Nigeria, «l’Agip ha pagato»

Un nuovo messaggio, una nuova doccia fredda per la sorte dei quattro tecnici dell’Agip-Eni tenuti in ostaggio dal 7 dicembre scorso dai ribelli del Movement for the emancipation of the Niger Delta (Mend), nel Delta del Niger. In un comunicato fatto pervenire come di consueto agli organi di stampa, il portavoce del Mend Jomo Gbomo ha raccontato che un tentativo di liberare i sequestrati dietro pagamento di riscatto è miseramente fallito l’altroieri. «L’Agip ha ingaggiato un truffatore noto nel Delta per portare a termine il suo piano. Si trattava di pagare 70 milioni di naira (420mila euro ndr) ai sorveglianti affinché gli ostaggi fossero guidati in un punto in cui una barca avrebbe dovuto portarli via», scrive nell’e-mail Gbomo. Il quale aggiunge: «Non c’è bisogno di dire che il denaro è stato immediatamente confiscato e sarà destinato a un uso migliore».
I sequestratori dei quattro tecnici – gli italiani Franco Arena, Cosma (Mimmo) Russo, Roberto Dieghi e il libanese Imad Saliba Abed – hanno poi nuovamente intimato la compagnia italiana a evitare di pagare riscatti in denaro. «Avevamo già messo in guardia l’Agip dal fare azioni che potrebbero mettere a rischio la vita degli ostaggi. Questi sono tenuti in custodia da guardiani che hanno precise istruzioni di ucciderli nel caso in cui venissero fatti tentativi di liberarli senza la necessaria autorizzazione», scrive ancora Gbomo.
Secondo quanto ripetuto da loro a più riprese, i ribelli non sono disposti a rilasciare i tecnici in cambio di soldi, ma dicono di volerli scambiare con quattro persone originarie del Delta del Niger detenute dal governo centrale, a cominciare dall’ex leader ribelle Alhaji Dokubo-Asari (in carcere con l’accusa di alto tradimento) e da Diepriye Alameisegha, l’ex governatore dello stato di Bayelsa in prigione con l’accusa di corruzione.

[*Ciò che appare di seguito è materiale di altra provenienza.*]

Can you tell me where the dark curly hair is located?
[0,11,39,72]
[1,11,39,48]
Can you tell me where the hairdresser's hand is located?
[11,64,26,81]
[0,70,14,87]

Il portavoce del Mend si sofferma poi sui dettagli dell’operazione fallita l’altroieri. Gbomo scrive che «l’Agip ha già perso più 200 milioni di naira (1,2 milioni di euro ndr) in quest’operazione». Ai 70 milioni pagati alla persona incaricata di corrompere le guardie, ne vanno aggiunti 130 versati ad altri intermediari. «Dovrebbero investire questi soldi in progetti per le comunità del Delta, il che potrà avere un effetto migliore su quanti combattono contro le compagnie petrolifere nel Delta del Niger», afferma il Mend.
L’Eni, dal canto suo, respinge tutte le accuse. Un suo portavoce ha ripetuto ieri quanto già detto nei giorni scorsi: la compagnia italiana non ha rapporti diretti con i rapitori e mantiene contatti solo con il ministero degli esteri italiano e con le autorità nigeriane.
Ma la situazione sembra complicarsi e i tempi per il rilascio allungarsi sempre di più. I rapitori appaiono risoluti a tenere gli ostaggi ancora a lungo, tanto più che l’approssimarsi delle elezioni di aprile (in cui si voterà per il presidente e per i governatori dei 36 stati nigeriani) complica il quadro politico.
A corroborare l’idea di un rapimento lungo, Jomo Gbomo ribadisce un punto già annunciato la settimana passata: «Agli ostaggi non sarà più permesso di fare telefonate, perché hanno abusato di questa concessione». Nei giorni a cavallo tra Natale e Capodanno, i quattro ostaggi hanno potuto comunicare per telefono a più riprese con l’Italia (prima con il manifesto, poi due volte con le rispettive famiglie). Ma proprio queste ultime telefonate sono state fatte, secondo Gbomo, «di straforo». Gli ostaggi avrebbero ottenuto un telefono cellulare in modo clandestino e se ne sarebbero serviti per chiamare le famiglie. Dall’e-mail in cui denunciava il fatto, il 30 dicembre, i quattro tecnici sarebbero stati spostati e nessun contatto è più avvenuto con il mondo esterno.
Sempre per ribadire il concetto di un sequestro lungo, ieri il Mend ha scritto all’agenzia Reuters di «ispirarsi alle Farc colombiane, che tengono gli ostaggi anche anni». Finora, il rapimento più duraturo nel Delta – avvenuto tra il febbraio e il marzo scorso – è durato cinque settimane.